As with many other dimensions of modern software development, “time to value” (which is ultimately what the C-suite cares about) and developer experience (which is absolutely critical to that time to value) depend on an environment or platform that consistently prioritizes automation, interoperability, integration, speed, and flexibility. Throw in openness — as a counterweight to vendor lock-in — for good measure, too.
Companies with considerable time series data use cases, Kudalugodaarachchi said, may benefit from using a data store that specializes in time series data, since it will take into account the challenges described previously, such as performing those time-slice aggregations in the database itself (instead of the application layer) to deliver near-real-time response rates.
This means developers build quickly and see results faster — without spending countless hours on database administration or other operational headaches outside of their wheelhouse.
This is essentially what InfluxData built with InfluxDB, a developer-oriented platform for building and scaling time series applications that streamlines the common challenges teams face in terms of ingestion, real-time analytics, storage, and more.
For any company with significant time series data use cases, Nelson stressed the need for a time series solution that “meets developers where they are.”
At InfluxData, she said, “we focus on all the different ways to help a developer get their data into the time series database, and manage it within the database. The developer typically has a need to store a lot of time-series data, to use it as part of their application. They want to be able to analyze and be able to act on it. They don’t want to spend all their energy just trying to figure out how to get their data in the right format, store it efficiently, and manage it over time.”
Significant attention has been given to how data is ingested and how developers query it. Users of InfluxData’s solution can use either SQL, InfluxQL (the Influx query language), or Flux, which enables users to not only query the data but act on it.
Data query results are presented in a user-friendly fashion. For instance, Nelson said, the web UI “enables you to just basically point and click, select your measurements, select your time range, and we will show you the results in any one of a variety of different graphical formats.”
The company also maintains an open source project, Telegraf, an agent that sits at the edge. It has more than 300 different plugins that can fit to the protocols for pulling data from edge devices. Then, Nelson said, it can write “to wherever the time series destination would be, with transformation, batching and retry logic, all in that agent.” This makes for a much more resilient data pipeline.
InfluxData is also designed to help developers manage their data over time.

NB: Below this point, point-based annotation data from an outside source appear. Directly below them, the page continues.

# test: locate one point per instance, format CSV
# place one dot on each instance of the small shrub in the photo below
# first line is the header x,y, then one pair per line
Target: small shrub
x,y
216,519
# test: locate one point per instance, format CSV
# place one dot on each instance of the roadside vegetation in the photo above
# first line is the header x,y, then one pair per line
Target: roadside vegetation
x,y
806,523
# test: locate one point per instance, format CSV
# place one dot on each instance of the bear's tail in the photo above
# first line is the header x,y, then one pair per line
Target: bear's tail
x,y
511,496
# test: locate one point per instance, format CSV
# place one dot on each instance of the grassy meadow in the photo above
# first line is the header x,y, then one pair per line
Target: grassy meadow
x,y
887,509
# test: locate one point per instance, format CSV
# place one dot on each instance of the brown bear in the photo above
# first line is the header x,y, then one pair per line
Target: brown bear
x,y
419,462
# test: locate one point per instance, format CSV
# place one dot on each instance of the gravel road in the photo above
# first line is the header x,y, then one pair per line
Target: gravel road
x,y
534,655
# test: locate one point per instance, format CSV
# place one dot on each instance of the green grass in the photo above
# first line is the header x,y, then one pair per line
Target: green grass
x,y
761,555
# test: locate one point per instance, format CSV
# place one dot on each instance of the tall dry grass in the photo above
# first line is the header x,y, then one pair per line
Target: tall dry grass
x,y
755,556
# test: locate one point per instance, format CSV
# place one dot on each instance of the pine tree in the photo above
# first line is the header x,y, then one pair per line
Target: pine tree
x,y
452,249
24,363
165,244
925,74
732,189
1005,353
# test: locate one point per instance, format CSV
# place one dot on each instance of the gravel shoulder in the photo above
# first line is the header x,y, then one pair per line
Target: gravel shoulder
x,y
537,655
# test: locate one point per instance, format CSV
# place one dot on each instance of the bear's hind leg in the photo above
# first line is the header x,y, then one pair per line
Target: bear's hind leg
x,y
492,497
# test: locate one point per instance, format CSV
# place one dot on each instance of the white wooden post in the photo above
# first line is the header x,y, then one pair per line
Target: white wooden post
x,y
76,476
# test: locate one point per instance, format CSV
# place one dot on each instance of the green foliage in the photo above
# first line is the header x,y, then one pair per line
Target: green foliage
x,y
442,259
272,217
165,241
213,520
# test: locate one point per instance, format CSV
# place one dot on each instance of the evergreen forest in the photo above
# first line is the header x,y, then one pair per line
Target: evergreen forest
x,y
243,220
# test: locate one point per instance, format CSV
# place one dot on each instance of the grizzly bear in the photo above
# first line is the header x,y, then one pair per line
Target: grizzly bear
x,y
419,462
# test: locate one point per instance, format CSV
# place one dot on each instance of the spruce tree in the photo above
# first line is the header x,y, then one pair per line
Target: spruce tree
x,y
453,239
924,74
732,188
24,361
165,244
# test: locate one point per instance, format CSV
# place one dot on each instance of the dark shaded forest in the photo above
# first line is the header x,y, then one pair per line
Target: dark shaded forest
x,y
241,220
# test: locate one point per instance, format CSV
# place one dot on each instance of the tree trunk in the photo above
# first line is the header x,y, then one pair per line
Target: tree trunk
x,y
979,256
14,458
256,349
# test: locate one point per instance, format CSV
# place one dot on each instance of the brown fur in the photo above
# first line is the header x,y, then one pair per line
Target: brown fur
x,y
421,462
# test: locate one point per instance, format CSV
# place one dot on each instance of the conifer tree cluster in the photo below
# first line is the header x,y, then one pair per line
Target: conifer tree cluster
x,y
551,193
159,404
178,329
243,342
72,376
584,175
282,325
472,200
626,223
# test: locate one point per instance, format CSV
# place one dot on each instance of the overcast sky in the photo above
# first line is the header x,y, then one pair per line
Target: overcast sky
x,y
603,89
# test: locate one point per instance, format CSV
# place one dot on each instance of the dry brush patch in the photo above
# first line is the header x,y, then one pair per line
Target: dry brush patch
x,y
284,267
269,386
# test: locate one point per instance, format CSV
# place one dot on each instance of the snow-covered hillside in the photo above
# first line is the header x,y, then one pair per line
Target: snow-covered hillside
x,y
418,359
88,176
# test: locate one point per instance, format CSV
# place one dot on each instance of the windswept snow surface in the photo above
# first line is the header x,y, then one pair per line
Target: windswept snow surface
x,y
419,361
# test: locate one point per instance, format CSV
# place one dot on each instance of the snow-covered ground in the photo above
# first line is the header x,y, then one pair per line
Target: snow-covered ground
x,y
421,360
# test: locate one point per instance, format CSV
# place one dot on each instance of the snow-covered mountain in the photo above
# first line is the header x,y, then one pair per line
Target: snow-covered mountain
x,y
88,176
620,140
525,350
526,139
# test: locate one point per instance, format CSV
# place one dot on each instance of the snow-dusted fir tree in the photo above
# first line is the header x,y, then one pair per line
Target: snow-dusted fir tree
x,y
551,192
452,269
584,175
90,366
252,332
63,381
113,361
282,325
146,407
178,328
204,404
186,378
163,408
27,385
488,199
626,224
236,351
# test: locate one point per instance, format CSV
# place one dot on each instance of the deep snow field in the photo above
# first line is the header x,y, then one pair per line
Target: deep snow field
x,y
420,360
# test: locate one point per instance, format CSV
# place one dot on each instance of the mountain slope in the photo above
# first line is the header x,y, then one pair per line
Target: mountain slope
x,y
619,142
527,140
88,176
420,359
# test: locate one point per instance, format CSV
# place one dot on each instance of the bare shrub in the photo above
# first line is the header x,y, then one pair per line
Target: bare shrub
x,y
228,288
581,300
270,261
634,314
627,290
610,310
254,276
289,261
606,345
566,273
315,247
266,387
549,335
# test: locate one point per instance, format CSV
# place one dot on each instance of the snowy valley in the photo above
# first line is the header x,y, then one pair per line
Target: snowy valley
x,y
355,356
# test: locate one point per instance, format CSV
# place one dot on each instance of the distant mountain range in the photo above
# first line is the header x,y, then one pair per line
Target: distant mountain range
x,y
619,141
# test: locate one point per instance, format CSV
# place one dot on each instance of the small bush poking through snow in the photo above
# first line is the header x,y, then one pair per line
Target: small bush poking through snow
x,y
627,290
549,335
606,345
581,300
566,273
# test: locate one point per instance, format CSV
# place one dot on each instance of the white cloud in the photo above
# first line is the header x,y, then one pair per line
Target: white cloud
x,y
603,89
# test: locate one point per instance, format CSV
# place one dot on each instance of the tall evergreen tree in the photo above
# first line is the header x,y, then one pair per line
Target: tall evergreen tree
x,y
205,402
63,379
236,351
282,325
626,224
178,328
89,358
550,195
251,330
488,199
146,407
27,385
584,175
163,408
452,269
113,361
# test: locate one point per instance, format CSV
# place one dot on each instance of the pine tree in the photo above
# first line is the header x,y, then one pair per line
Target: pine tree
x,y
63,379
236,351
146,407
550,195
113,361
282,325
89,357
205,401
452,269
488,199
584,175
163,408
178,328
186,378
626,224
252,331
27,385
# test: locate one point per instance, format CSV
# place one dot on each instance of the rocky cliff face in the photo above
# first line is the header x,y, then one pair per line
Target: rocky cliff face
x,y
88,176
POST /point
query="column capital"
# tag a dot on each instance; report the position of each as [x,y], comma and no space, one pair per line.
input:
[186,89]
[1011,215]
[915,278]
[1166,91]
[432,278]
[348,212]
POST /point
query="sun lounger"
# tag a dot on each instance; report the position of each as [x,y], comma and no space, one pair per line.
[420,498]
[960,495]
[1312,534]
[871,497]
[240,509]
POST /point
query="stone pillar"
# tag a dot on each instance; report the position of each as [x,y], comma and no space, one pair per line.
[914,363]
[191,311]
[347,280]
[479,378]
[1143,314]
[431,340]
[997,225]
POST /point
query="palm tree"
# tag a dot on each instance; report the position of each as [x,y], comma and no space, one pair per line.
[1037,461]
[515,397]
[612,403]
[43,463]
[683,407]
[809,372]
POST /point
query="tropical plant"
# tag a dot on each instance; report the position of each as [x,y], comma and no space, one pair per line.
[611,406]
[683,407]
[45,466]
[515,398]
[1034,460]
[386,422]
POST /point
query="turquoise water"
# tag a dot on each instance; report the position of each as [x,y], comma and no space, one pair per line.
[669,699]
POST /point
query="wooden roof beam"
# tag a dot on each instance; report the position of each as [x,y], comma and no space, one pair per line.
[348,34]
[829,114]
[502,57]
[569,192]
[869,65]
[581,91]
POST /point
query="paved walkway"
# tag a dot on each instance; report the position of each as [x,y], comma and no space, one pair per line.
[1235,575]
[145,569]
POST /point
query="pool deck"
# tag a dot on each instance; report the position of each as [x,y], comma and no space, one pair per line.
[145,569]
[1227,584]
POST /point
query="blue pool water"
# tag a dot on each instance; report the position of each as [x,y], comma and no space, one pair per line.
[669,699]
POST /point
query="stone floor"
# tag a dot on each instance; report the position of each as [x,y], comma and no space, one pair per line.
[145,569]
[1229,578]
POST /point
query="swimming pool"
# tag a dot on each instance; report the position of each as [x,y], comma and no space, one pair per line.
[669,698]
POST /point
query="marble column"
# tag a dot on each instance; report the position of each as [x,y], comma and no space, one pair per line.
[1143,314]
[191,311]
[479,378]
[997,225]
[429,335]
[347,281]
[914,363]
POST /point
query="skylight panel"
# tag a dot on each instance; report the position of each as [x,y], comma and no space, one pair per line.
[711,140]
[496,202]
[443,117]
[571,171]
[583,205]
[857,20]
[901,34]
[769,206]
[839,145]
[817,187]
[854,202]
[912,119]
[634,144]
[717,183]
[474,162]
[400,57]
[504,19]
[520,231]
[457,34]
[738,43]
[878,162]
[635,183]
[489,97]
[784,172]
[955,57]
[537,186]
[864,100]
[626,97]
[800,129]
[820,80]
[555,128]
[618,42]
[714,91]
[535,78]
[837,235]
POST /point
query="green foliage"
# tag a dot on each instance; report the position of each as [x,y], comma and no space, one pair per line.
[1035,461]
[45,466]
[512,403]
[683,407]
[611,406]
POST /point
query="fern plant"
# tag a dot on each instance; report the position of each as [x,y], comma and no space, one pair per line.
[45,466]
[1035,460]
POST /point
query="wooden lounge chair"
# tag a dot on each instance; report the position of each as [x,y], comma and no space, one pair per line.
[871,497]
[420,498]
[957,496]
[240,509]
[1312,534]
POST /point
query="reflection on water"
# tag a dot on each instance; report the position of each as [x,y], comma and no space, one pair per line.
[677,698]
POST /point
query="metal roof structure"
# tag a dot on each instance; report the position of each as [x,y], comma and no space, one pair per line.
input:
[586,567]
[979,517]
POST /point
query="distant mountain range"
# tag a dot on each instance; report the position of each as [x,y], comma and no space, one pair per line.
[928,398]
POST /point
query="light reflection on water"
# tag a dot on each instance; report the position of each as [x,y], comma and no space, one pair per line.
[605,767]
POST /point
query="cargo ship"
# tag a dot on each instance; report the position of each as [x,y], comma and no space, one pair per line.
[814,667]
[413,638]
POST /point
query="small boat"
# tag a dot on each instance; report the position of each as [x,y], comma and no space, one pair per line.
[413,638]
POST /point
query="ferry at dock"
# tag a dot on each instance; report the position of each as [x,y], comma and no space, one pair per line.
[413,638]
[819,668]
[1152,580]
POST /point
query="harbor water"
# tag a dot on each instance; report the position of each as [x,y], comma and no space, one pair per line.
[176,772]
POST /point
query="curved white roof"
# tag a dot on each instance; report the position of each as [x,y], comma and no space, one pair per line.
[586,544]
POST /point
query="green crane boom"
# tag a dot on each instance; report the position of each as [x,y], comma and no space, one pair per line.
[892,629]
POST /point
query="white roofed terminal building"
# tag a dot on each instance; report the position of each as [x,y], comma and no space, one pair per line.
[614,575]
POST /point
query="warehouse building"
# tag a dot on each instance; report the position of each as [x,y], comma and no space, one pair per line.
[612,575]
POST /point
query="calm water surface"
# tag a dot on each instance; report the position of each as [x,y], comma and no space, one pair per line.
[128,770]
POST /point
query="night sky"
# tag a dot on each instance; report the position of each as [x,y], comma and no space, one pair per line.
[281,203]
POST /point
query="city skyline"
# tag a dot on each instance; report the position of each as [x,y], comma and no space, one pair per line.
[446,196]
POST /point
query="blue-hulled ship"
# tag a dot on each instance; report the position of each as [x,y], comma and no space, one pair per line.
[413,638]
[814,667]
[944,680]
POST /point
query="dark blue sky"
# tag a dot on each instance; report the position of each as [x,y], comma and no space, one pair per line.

Time series data can fill up disk space with old data if you don’t keep an eye on it.
“When you first define a bucket, which is the term we use for the database that is storing this data, you define a retention policy,” Nelson said. “You can say, ‘Hey, data in this bucket, I want to keep it for six months.’ And then we take care of auto-purging it over time, so you don’t run into the situation where your disks are filling.”
She summarized, “We make it very easy for you to do a combination of retention policy enforcement and downsampling. So that you can basically have all of this data flowing in on an ongoing basis, and not risk that, at some point, you’re suddenly going to find that you have a lot of ancient data that you have to clean up and deal with. We take care of that for you.”
The InfluxData approach, Nelson said, comes from looking “holistically at the day in the life of the developer who is trying to build an application that has time series data. … we’ve looked at well, what are all the things they’re likely to need to do? And how do we make that easier for them?
“We don’t want to say to the developer that they need to make all these changes to match our world. No. We will develop capabilities to match your world.”